Pamela buries her face in her hands. “This is madness. Where are the authorities? Why don’t they put a stop to this?”
“I could be wrong, but I think we passed the police station,” Gwen looks about us warily. “It was burning to the ground. It’s not safe for us here. We should get back to the resort.”
Pamela grips the cart handle to prevent us from moving it. “No. No. We must get a doctor!”
Plaintively, I gesture to the vandalized clinic. “Pamela, the doctors are all gone.”
“They must be somewhere,” she insists. “You didn’t see their bodies in there, did you? No? Then that settles it. Someone here will tell us where the doctor is.”
“Even if we find the doctor what could they do for Bill without their supplies and the clinic looking like this?” Gwen asks.
Pamela hesitates as doubts shake her resolve, but then she stands firm and says, “You don’t know the supplies were stolen. Maybe the clinic staff removed all the supplies to protect it from the looters.”
Pamela is determined to scour the island for a doctor, and looking at Bill laboring to breathe I cannot fault her devotion. Gwen exchanges an uneasy glance with me, but we both know turning back without finding a doctor is not an option.

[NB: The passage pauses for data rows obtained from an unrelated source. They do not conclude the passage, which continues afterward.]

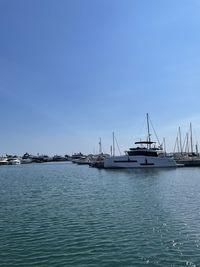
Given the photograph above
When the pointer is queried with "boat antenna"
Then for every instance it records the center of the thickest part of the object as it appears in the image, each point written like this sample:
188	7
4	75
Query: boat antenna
100	146
191	138
148	130
155	133
113	144
180	140
118	146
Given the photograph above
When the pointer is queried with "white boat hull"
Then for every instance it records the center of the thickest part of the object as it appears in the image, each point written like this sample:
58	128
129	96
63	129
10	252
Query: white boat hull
138	162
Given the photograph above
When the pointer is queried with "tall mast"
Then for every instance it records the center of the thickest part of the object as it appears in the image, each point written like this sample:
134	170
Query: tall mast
149	136
191	142
113	144
187	144
180	140
100	147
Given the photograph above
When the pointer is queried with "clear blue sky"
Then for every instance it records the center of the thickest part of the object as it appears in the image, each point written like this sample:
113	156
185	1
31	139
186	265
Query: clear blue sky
72	71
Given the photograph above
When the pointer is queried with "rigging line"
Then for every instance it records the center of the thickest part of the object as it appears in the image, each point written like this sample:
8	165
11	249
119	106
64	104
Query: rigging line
154	132
117	146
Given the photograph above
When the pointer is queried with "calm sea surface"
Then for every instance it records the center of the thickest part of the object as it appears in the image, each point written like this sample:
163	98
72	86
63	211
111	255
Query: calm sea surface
62	214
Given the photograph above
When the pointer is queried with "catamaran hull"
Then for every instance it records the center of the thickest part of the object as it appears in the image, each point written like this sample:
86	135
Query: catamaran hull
138	162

“Okay,” I agree. “Let’s make this quick.”
Backtracking, we propel the cart over the pitted, debris-strewn streets. Behind the shutters of a home, we glimpse the light of an oil lamp.
Pamela pounds on the doors. “Please, can you tell us where to find a doctor?”
I see movement behind the shutters—at least one person is definitely inside the home, but they do not answer the door.
“Please!” Pamela kicks the door. “Just tell us where a doctor is and we’ll leave!”
Gwen urgently taps my arm, and points towards a tall island man watching us from the shadows of a nearby building. On the other side of the street, another man also observes us with keen interest. My heart freezes when I realize they hold machetes in their hands.